Here's a problem which I am at a loss to diagnose:
Our user home directories are served via NFS from an Apple XServe running Mac OS X 10.5.7. Normally they are exported to our default office subnet, "lan". Recently I have been building a new subnet, "farm". The computers on "farm" run the same OS (openSUSE 11.1, and Gentoo) as the ones on "lan", and the software versions are the same.
The problem is that when my users have been using a machine on "farm" for some time (5 minutes, sometimes 30, sometimes a full hour) the NFS mount seems to just hang. Attempting to do an ls
on the directory or anything else (such as a login, etc) that tries to access the user home directory just gets stuck. Mounts to other NFS servers from the "hung" machine seem to work as expected.
There is nothing in the logs of either the client or the server that indicates any problem. The same types of clients work just fine from the default "lan" subnet.
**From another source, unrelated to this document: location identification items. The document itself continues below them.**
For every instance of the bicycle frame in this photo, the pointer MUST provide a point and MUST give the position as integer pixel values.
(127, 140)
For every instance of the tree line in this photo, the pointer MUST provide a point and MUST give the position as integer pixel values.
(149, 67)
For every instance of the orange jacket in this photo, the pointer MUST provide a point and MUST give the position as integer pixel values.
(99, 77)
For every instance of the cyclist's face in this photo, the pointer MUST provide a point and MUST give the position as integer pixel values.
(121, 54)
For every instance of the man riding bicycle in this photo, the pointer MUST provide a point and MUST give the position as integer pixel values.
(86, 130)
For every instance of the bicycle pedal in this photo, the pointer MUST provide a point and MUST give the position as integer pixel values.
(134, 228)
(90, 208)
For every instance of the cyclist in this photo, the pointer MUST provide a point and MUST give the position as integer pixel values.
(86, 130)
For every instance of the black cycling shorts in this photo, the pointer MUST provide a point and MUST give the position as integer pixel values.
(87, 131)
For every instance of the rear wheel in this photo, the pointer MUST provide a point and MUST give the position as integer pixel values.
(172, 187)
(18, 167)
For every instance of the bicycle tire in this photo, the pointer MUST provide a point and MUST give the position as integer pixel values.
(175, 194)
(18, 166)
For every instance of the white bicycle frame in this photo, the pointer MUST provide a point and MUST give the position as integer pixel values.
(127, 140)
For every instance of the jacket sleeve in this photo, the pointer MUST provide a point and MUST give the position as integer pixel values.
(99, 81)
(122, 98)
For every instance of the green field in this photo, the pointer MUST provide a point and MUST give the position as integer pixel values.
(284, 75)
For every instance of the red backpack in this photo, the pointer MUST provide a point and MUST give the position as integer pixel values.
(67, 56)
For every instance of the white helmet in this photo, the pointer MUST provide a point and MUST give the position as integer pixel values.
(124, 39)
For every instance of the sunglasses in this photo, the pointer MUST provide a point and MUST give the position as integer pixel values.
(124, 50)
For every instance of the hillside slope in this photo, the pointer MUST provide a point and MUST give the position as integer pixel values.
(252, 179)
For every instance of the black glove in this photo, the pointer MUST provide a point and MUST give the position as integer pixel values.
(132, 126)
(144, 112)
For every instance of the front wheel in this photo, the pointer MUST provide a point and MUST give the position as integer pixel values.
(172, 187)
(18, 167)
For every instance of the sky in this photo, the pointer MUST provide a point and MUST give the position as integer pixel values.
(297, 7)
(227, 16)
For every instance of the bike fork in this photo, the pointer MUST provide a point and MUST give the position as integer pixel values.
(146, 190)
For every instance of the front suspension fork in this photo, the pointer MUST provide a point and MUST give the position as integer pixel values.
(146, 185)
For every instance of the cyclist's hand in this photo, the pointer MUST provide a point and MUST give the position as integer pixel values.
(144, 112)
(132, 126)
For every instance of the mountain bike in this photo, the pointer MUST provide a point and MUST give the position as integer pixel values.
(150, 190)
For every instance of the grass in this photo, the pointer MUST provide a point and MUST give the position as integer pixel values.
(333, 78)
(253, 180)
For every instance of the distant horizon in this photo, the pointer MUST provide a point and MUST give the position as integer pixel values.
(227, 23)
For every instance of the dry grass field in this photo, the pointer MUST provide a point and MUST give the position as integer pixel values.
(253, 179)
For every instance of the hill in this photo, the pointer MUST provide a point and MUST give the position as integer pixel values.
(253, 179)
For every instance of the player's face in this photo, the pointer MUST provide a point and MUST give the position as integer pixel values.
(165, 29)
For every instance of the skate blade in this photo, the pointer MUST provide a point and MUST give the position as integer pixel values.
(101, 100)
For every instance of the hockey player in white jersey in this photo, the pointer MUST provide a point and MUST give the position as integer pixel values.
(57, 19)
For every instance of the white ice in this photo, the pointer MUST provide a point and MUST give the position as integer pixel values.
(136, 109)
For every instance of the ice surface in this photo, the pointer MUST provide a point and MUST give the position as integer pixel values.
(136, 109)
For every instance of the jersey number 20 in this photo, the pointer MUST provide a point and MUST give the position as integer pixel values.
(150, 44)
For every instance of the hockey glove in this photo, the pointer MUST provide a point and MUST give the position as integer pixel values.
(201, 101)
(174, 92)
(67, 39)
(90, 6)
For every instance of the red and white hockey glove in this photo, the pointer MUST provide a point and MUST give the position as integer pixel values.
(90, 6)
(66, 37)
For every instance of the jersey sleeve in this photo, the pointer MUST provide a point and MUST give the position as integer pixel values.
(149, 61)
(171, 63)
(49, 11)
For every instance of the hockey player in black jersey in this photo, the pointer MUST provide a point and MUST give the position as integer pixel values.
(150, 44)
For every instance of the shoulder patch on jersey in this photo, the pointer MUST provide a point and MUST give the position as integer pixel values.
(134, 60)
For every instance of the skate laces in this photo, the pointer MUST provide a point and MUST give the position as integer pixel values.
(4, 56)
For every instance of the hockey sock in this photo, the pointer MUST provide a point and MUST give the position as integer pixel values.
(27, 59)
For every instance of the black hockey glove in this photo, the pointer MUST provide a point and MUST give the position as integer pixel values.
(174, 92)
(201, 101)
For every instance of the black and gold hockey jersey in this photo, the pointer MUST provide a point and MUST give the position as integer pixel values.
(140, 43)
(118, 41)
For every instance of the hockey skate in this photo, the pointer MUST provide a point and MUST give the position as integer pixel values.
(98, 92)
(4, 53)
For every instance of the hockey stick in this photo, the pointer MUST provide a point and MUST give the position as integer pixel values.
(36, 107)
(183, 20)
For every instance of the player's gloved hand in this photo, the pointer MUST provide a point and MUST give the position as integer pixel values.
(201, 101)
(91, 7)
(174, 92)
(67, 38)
I've tried all sorts of different configurations of the NFS server and client (disabling/enabling kerberos, different mount options) but nothing appears to make any difference.
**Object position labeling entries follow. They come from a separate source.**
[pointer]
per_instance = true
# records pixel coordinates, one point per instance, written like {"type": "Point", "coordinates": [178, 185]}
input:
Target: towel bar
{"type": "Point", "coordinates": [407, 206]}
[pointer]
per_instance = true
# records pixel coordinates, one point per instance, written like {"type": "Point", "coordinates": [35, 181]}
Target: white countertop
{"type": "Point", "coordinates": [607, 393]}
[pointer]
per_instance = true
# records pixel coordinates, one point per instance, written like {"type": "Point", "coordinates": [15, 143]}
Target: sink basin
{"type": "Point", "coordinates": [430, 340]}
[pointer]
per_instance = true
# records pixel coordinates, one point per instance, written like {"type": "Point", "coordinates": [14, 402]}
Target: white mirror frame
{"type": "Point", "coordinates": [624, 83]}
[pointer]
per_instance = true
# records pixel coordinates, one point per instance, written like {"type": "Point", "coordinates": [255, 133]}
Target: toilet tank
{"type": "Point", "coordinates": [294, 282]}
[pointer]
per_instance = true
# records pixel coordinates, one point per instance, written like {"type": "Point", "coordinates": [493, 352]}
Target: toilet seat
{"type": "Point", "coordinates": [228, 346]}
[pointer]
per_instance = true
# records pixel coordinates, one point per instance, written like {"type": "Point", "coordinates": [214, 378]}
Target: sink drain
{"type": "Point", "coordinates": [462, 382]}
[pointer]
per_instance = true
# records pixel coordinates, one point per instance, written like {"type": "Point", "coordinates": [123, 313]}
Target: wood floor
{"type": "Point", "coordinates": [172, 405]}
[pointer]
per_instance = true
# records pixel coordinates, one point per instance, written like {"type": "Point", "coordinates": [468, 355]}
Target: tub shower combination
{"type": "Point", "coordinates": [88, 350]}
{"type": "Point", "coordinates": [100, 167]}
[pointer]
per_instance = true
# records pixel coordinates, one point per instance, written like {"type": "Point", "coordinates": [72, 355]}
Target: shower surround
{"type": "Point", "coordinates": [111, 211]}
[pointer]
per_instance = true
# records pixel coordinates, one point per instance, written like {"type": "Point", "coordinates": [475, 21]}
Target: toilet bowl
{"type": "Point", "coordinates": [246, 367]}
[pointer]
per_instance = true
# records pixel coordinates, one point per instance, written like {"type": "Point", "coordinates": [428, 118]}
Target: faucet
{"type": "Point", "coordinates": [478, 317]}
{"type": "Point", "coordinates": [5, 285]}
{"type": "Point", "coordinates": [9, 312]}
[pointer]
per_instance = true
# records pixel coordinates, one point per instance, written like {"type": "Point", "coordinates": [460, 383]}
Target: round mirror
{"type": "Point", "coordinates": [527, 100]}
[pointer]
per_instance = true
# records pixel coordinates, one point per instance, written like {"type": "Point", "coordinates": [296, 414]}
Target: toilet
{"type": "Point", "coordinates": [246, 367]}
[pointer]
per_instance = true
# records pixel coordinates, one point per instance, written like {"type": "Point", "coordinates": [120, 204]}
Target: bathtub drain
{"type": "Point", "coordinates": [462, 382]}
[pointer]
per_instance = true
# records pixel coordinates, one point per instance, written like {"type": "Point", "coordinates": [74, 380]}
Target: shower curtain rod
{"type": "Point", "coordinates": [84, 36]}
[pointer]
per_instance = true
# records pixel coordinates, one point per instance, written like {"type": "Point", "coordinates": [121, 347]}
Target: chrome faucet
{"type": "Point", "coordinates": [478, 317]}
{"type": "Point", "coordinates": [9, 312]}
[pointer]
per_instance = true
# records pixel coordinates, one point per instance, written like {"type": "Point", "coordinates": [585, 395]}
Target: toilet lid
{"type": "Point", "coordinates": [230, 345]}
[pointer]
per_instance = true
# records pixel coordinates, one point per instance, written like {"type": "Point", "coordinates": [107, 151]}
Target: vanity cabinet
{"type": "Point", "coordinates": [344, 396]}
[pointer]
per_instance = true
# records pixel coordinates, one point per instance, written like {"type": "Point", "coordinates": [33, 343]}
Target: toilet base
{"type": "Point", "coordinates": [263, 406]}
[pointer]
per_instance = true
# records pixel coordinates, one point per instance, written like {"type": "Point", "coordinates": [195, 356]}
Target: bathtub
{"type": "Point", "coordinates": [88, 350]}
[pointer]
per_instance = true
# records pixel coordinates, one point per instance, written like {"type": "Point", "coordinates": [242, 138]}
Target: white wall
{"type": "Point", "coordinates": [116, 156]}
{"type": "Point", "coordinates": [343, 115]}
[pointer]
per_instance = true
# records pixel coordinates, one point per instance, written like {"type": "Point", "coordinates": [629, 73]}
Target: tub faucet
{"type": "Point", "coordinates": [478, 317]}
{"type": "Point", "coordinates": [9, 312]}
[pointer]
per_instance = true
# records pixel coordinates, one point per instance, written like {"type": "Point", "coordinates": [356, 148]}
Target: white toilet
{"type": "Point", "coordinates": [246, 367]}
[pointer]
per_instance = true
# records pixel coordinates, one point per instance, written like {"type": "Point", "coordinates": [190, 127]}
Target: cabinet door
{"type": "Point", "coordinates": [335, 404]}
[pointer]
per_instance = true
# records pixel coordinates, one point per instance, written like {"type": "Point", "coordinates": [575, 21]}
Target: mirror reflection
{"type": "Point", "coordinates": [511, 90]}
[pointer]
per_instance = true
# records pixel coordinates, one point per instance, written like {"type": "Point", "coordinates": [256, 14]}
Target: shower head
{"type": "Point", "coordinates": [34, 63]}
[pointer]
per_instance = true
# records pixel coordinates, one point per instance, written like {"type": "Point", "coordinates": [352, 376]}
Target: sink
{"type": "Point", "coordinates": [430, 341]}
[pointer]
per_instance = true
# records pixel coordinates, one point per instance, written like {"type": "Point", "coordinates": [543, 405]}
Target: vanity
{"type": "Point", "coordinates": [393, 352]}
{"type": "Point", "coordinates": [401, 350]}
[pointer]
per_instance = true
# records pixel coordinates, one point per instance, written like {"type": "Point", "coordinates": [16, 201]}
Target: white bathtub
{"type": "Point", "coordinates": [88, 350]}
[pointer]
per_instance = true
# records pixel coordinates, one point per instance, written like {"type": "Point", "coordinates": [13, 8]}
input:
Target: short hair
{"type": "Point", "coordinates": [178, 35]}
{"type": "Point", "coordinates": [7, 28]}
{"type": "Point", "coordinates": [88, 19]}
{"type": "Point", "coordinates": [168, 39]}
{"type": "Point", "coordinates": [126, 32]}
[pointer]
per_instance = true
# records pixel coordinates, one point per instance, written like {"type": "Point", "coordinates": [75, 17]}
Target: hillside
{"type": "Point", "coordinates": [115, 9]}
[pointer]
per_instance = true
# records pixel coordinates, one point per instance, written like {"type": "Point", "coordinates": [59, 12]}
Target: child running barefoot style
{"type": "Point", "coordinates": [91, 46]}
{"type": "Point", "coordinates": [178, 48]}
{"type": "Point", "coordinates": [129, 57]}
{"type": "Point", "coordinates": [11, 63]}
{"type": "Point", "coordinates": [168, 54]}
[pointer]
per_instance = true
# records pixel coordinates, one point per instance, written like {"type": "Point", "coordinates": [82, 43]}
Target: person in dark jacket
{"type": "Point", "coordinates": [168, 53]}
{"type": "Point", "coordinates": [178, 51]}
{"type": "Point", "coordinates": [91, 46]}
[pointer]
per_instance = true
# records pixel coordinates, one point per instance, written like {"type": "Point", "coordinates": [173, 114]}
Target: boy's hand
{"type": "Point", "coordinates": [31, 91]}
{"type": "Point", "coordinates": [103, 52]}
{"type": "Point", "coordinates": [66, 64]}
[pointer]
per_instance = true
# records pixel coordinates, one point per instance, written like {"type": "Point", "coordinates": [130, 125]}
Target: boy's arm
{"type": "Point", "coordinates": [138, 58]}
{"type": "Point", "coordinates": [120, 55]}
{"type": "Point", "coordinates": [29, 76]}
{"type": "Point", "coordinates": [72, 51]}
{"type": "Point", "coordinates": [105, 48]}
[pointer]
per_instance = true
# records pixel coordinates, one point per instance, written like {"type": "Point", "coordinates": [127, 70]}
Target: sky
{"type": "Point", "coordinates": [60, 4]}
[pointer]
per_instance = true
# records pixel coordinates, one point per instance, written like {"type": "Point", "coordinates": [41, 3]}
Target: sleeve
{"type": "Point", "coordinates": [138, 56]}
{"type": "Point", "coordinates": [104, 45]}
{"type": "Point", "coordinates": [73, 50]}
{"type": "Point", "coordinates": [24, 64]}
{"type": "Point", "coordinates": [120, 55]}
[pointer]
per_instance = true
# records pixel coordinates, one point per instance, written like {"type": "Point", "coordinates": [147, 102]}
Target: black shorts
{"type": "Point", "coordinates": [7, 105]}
I'm strongly suspecting some network-level problems between these two subnets, perhaps some mangling by firewall/router (OpenBSD with pf as the packet filter). The connection between the two sets of machines is fairly simple:
x serve --> switch --> router --> switch --> clients
I'm pretty much at a loss as to debugging methods to try next, or what the possible solution may be. Any ideas as to how to approach this problem from this point?
Update:
Still haven't been able to resolve this. I thought I had nipped it in the bud when I disabled scrub
on the internal interfaces, but the problem has manifested itself again. What's strange is that pf seems to still be modifying some packets.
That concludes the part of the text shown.